Le Corps des Marines construit des hommes (et des femmes), dit-on, mais d’un type spécifique. Je me suis rendu compte qu’une grande partie de ce processus de conversion et de conditionnement physique, émotionnel, psychologique et éthique est destiné à créer des instruments efficaces de mort et de destruction, des machines à tuer qui obéiront aux ordres des dirigeants politiques et militaires de notre pays sans hésitation ni question.

J’ai réalisé que l’entraînement de Marine se concentre sur la construction d’une fraternité et une camaraderie intenses avec d’autres personnes portant l’uniforme. Quiconque a expérimenté la folie du champ de bataille comprend que lorsque ça commence à vraiment chauffer de partout, nous tuons et nous sacrifions, non pas pour dieu, le drapeau, le pays ou même pour le Corps, mais pour l’homme ou la femme se trouvant à nos côtés.

Je me suis rendu compte que moi-même et beaucoup d’autres qui revendiquons le titre de Marine, avons vu notre altruisme, notre dévouement et notre patriotisme exploités ; on nous demandait, mieux, nous obligeait, de faire des sacrifices dans des guerres mal conçues, inutiles, injustes et immorales. J’ai réalisé qu’en tant que marine, je ne me battais pas pour la liberté – la nôtre ou, dans mon cas, celle des Vietnamiens -, comme on l’entend si souvent, et aussi que j’étais un agresseur, un envahisseur et un occupant qui se battait pour le profit des entreprises et l’hégémonie nationale placée dans une situation intenable de survie où il fallait tuer ou être tué.

J’ai réalisé qu’en vivant selon les principes des Marines, je suis devenu un meurtrier, une prise de conscience qui m’a causé (ainsi qu’à bien d’autres) une profonde culpabilité, une honte et une détresse morale. Pour nombre d’entre nous, le SSPT (syndrome de stress post-traumatique) et les blessures morales ont rendu difficile, voire impossible le rétablissement après la guerre, et la mort par sa propre main devient une alternative préférable à une vie avec les séquelles de la guerre.

Je sais peu de choses de la vie de Ian David Long, le dernier d’une pléthore de tireurs de masse dans ce pays. Ce que je sais, c’est qu’il était un produit de l’entraînement des Marines, imprégné des comportements et des valeurs d’un guerrier, renforcé par les horreurs du champ de bataille, pour finalement prendre la vie de douze étrangers, et ensuite mettre fin à la sienne. Quand vous fabriquez des Marines, créez des tueurs, les envoyez à la guerre pour tuer et détruire, parfois ils ne peuvent pas tout laisser sur le champ de bataille. Ian David Long a été une autre victime de la guerre avec 12 innocents comme dommages collatéraux… quand la guerre revient à la maison.

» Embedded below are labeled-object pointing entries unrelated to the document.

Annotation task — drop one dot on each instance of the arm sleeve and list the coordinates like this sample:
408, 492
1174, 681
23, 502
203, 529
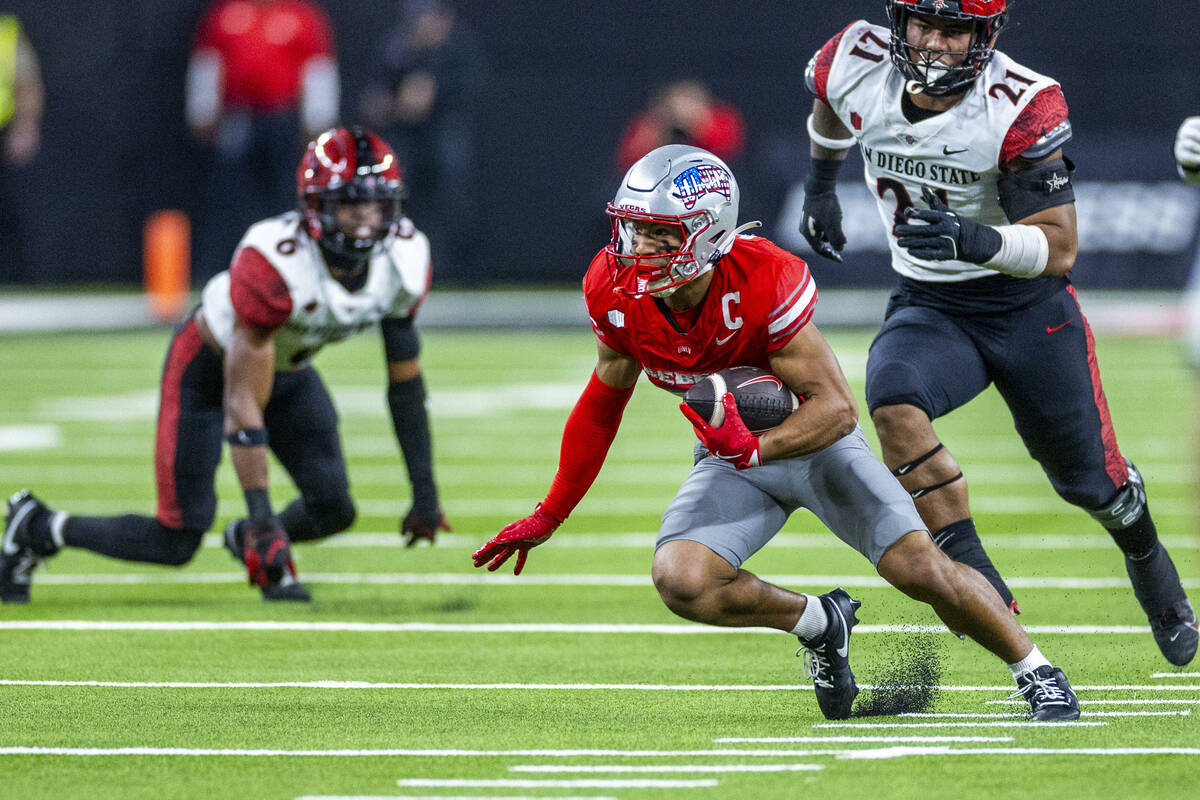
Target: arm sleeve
409, 420
261, 298
589, 431
1041, 128
796, 299
816, 74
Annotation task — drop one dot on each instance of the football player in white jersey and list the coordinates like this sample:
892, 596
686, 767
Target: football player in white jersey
963, 146
238, 371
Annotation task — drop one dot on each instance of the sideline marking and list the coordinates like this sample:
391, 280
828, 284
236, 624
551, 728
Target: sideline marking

Donc, cette année, le 10 novembre, je ne mangerai pas de gâteau d’anniversaire, ni ne porterai un toast au Corps. Je ne célébrerai pas non plus la mythologie. Je me contenterai plutôt de regarder la réalité de l’expérience, de reconnaître tout le processus comme une mascarade, une tromperie et un outil pour ceux qui profitent de nos efforts, de nos sacrifices, de notre sang et de nos vies.

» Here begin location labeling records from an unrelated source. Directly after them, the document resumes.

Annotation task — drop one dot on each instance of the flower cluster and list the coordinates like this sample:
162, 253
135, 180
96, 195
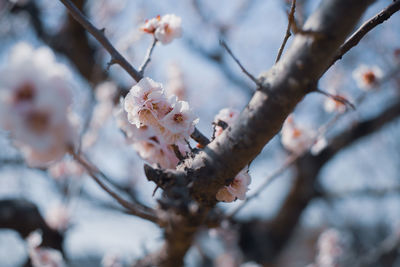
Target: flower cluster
239, 186
58, 217
334, 105
147, 105
165, 28
175, 84
34, 104
42, 257
153, 123
330, 249
367, 76
105, 94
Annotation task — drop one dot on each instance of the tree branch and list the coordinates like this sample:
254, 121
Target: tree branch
100, 37
133, 209
356, 37
288, 34
24, 217
276, 233
283, 87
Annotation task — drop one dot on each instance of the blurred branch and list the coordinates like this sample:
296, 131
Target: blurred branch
384, 254
148, 56
133, 208
217, 57
276, 233
248, 74
70, 41
116, 57
24, 217
356, 37
288, 34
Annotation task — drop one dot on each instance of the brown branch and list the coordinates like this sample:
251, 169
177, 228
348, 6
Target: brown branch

Je reconnaîtrai à nouveau mon identité de Marine et j’accepterai la responsabilité et la culpabilité de ce que j’ai fait et de ce que je suis devenu. Enfin, je m’exprimerai pour m’assurer que d’autres jeunes hommes et femmes ne soient pas induits en erreur en adhérant à la mythologie et attirés dans le « culte des Marines ».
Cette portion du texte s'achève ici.